The trivialization started with the media quoting unnamed "Democratic aides" making statements like: "We'll see a Kucinich Administration before we'll see a Cheney impeachment."
Today, the Washington Post's Dana Milbank turned his middle-aged frat-boy analytical skills to taking Kucinich down a peg; his typically dismissive lede:
"I do not stand alone," Dennis Kucinich said as he stood, alone, in front of a cluster of microphones yesterday evening.That passes for funny in Dana Milbank's mind.
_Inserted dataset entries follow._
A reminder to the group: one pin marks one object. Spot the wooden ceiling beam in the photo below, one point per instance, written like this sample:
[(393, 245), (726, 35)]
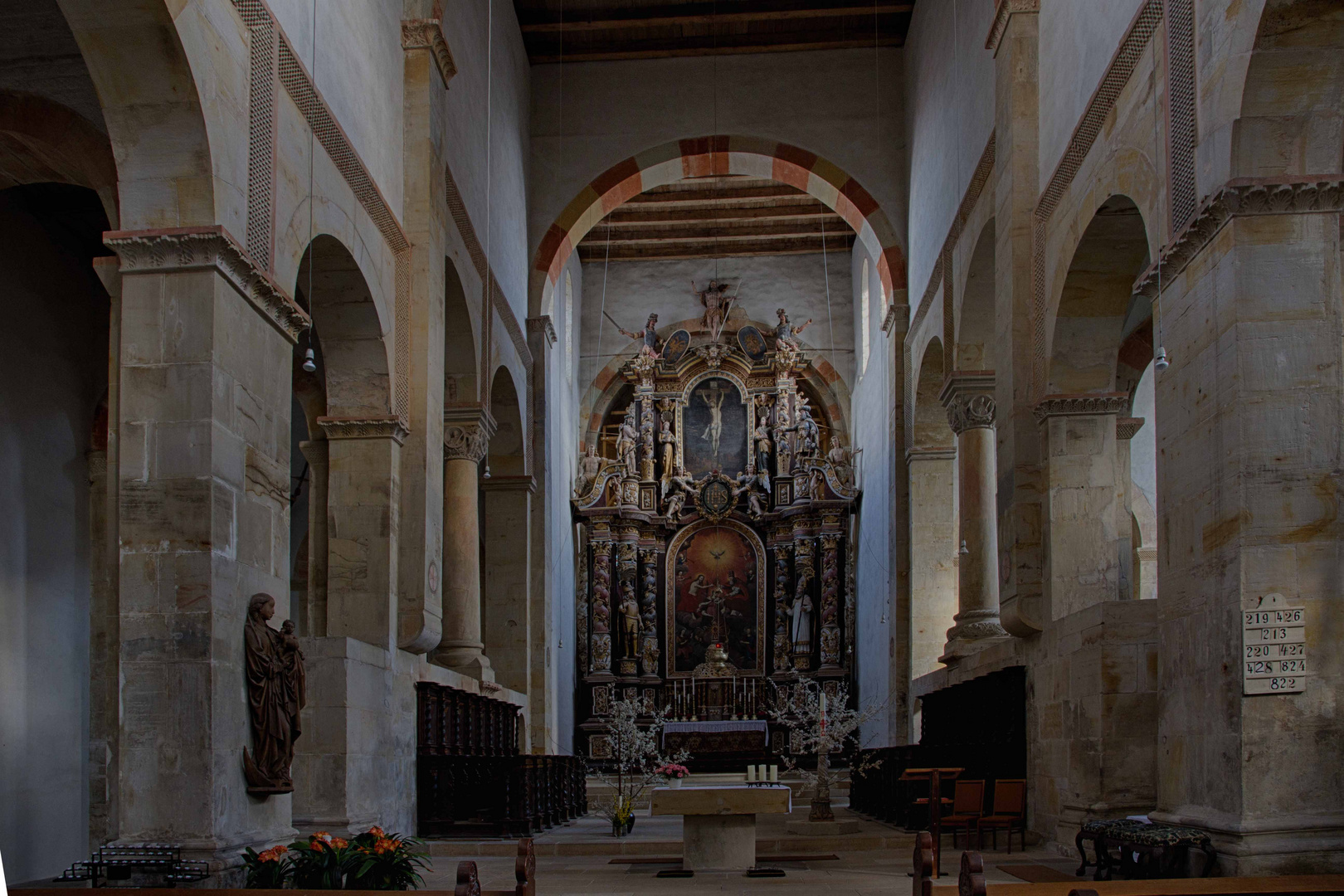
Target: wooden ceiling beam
[(699, 15), (683, 250), (780, 42)]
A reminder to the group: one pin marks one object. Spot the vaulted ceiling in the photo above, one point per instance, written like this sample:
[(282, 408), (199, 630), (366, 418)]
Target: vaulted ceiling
[(594, 30), (717, 218)]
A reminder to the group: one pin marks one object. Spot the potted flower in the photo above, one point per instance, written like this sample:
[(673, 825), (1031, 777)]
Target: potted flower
[(674, 772), (268, 869)]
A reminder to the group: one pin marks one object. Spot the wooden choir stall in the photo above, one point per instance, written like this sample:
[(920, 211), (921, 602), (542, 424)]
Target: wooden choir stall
[(715, 505)]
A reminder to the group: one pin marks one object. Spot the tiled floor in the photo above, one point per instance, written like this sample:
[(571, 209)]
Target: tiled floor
[(875, 860)]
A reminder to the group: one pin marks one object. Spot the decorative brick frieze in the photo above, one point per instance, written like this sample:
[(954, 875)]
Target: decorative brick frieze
[(1088, 405), (364, 427), (1242, 197), (1127, 426), (180, 249), (427, 34), (1006, 11)]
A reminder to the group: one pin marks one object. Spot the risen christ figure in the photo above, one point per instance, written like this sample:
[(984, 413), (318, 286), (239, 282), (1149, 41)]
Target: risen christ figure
[(713, 399)]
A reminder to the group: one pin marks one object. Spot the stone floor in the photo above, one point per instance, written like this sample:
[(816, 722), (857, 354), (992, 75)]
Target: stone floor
[(577, 859)]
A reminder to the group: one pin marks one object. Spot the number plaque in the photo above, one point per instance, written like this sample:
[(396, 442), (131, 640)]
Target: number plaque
[(1273, 648)]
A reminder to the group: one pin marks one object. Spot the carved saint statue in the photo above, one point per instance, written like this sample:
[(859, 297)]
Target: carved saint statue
[(715, 306), (275, 694), (626, 441), (713, 398), (650, 334), (800, 627), (629, 629), (785, 334), (589, 466)]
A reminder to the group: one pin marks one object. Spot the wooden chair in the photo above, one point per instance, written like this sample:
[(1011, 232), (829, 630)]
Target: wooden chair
[(1010, 811), (968, 806)]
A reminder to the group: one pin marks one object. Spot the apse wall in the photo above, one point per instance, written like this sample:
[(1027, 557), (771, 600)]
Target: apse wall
[(843, 105), (54, 373), (793, 282)]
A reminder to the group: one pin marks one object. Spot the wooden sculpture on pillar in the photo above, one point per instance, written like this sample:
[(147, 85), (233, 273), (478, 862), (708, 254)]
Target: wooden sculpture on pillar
[(275, 694)]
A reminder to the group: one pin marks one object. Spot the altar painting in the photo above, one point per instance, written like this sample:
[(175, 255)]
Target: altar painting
[(715, 598), (715, 429)]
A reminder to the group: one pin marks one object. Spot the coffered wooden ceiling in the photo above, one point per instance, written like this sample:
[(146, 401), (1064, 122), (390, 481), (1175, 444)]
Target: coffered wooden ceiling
[(717, 218), (594, 30)]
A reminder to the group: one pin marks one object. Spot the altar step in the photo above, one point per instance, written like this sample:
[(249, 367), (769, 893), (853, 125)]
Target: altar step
[(600, 793)]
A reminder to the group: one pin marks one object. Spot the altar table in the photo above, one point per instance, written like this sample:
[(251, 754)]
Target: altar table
[(718, 826)]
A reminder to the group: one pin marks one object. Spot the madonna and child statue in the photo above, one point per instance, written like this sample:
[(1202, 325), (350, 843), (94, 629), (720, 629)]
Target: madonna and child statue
[(275, 694)]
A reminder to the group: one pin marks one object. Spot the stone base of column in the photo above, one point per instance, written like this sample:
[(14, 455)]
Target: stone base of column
[(975, 631), (465, 661)]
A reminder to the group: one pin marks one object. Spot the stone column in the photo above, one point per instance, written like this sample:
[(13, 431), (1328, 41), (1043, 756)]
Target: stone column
[(312, 620), (1015, 42), (971, 412), (507, 624), (1082, 567), (203, 518), (933, 550), (363, 499), (466, 433)]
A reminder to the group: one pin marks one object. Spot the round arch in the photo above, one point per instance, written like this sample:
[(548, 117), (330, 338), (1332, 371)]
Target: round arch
[(711, 156)]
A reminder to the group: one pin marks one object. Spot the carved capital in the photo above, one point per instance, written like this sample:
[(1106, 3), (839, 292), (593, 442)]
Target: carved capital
[(1006, 11), (1089, 405), (427, 34), (466, 433), (1127, 426), (542, 325), (969, 398), (182, 249), (364, 427)]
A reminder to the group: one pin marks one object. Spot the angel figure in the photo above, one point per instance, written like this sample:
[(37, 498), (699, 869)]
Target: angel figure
[(785, 334), (650, 334)]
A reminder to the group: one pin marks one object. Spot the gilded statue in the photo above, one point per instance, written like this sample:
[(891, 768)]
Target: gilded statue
[(275, 694)]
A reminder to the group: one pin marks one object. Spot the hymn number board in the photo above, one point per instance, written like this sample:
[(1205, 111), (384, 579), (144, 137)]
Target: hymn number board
[(1273, 648)]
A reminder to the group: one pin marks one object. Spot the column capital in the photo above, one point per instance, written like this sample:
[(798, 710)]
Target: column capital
[(427, 34), (969, 398), (1127, 426), (1006, 11), (364, 427), (543, 327), (166, 250), (1085, 405), (466, 433)]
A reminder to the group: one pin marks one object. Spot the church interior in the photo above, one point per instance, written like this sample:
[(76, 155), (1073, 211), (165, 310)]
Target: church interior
[(902, 419)]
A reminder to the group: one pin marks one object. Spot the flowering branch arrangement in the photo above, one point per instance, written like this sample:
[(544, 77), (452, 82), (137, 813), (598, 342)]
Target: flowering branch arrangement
[(636, 761), (827, 724)]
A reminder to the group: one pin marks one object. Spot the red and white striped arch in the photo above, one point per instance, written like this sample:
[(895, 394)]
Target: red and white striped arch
[(710, 156)]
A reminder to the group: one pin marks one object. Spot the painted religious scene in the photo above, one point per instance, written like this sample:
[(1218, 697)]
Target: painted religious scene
[(714, 598)]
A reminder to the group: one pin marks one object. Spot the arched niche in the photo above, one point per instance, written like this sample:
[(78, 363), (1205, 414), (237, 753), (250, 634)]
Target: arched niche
[(346, 325), (1097, 308)]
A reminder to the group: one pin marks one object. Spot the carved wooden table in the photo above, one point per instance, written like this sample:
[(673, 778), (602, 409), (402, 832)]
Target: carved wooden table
[(718, 826)]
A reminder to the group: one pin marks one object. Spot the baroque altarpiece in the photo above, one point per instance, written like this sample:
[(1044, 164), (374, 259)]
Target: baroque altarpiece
[(715, 511)]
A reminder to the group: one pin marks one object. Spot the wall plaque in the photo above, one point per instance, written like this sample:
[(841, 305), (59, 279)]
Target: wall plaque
[(1273, 648)]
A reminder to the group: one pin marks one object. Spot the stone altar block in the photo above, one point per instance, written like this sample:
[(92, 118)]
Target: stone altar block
[(718, 826)]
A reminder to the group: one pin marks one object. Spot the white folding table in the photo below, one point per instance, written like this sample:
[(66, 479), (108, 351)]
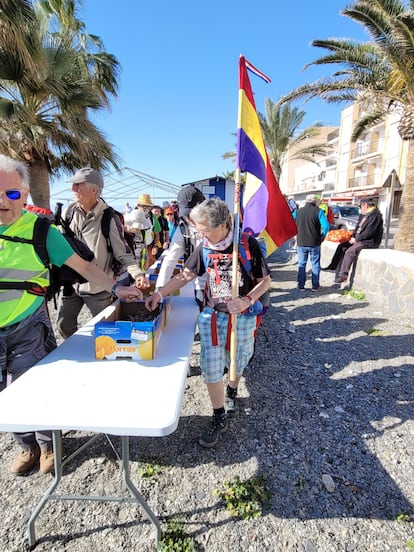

Milbank (who is himself a very, very short man) also got in a few crucially important thoughts about Kucinich's height:
Standing perhaps 5 feet 6 inches tall in shoes, he wore a solemn face as he approached the microphones, which nearly reached his eye level.Contrast that with another president accused of lying about a sex act; in 1998, the Washington Post editorial board found that "The allegations against President Clinton are allegations of extremely serious crimes." One editorial from 1998 noted the "seriousness" of the charges against Clinton, and another said: "There is no question that President Clinton committed grave offenses and aggravated them by refusing to acknowledge either the offenses themselves or their seriousness."
The fact is that hacks like Milbank are ensconced in their own little world. When Kucinich said he doesn't stand alone he was absolutely right; a majority of Americans favor impeaching George W. Bush if he lied about Iraq's "WMDs"; that's been the case since late 2005. (Kucinich says he decided to impeach Cheney instead of Bush because he doesn't want Cheney to become president.)